Starting next month, a diesel-powered generator on board a barge will be used to draw up low-oxygen water, fill it with highly concentrated bubbles of oxygen, and pump it back into the harbour at 30 to 40 metres depth.

The $7 million two-year trial has been jointly funded by industry body Salmon Tasmania and the Commonwealth, via the Fisheries Research and Development Corporation (FRDC).

Man holds a Maugean Skate
The endangered Maugean skate is only found in Macquarie Harbour in Tasmania, and relies on dissolved oxygen.(Supplied: Jeremy Lyle)

The announcement of the trial came the same week that Australia’s Threatened Species Commissioner Fiona Fraser stated that Macquarie Harbour had been degraded “largely due to salmonid aquaculture”.

Commonwealth conservation advice highlighted that the “fastest and simplest” way to improve oxygen levels was for a significant destocking of salmon farms by this summer.

Two salmon farming enclosures on a waterway.
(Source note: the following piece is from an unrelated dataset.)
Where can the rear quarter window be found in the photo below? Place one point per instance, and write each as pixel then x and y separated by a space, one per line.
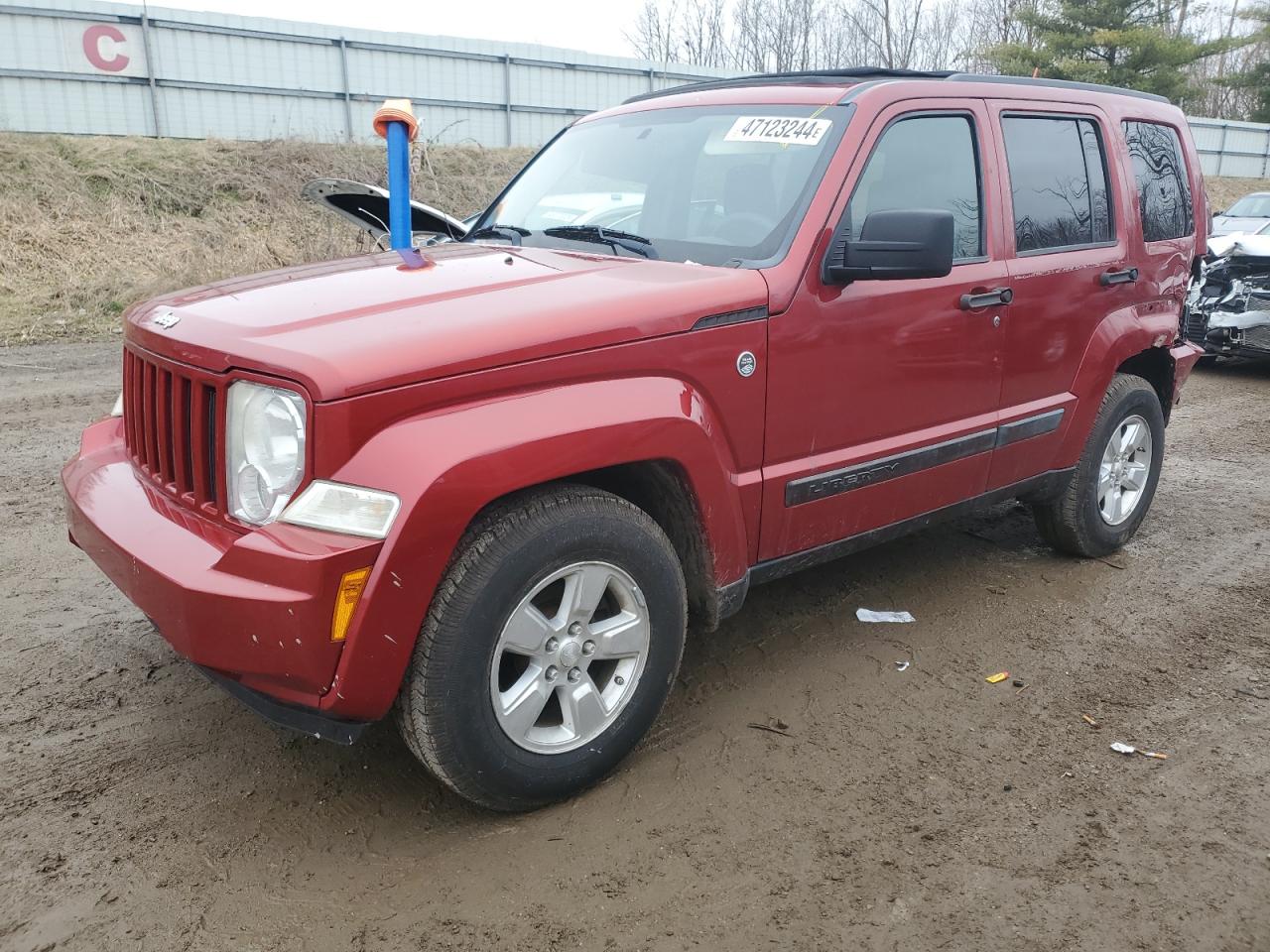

A reduction in dissolved oxygen in Macquarie Harbour coincided with the expansion of salmon farming.(ABC News: Bec Pridham)

That did not occur, and instead the oxygenation trial is set to begin.

Tasmanian Labor senator Anne Urquhart said it would help to determine whether oxygenation was feasible in the harbour.

“We all want to see the Maugean skate protected,” she said.

“We also want a sustainable salmon industry on the harbour which supports good, well-paid jobs, and makes an important contribution to the local and state economy.

“And to do that we need to increase the levels of dissolved oxygen in Macquarie Harbour and examine the environmental responses to the oxygenation. We also need to know how feasible and scalable the system is.”

The Institute of Marine and Antarctic Studies (IMAS) at the University of Tasmania will design the system and oversee the trial, which will be run by Salmon Tasmania.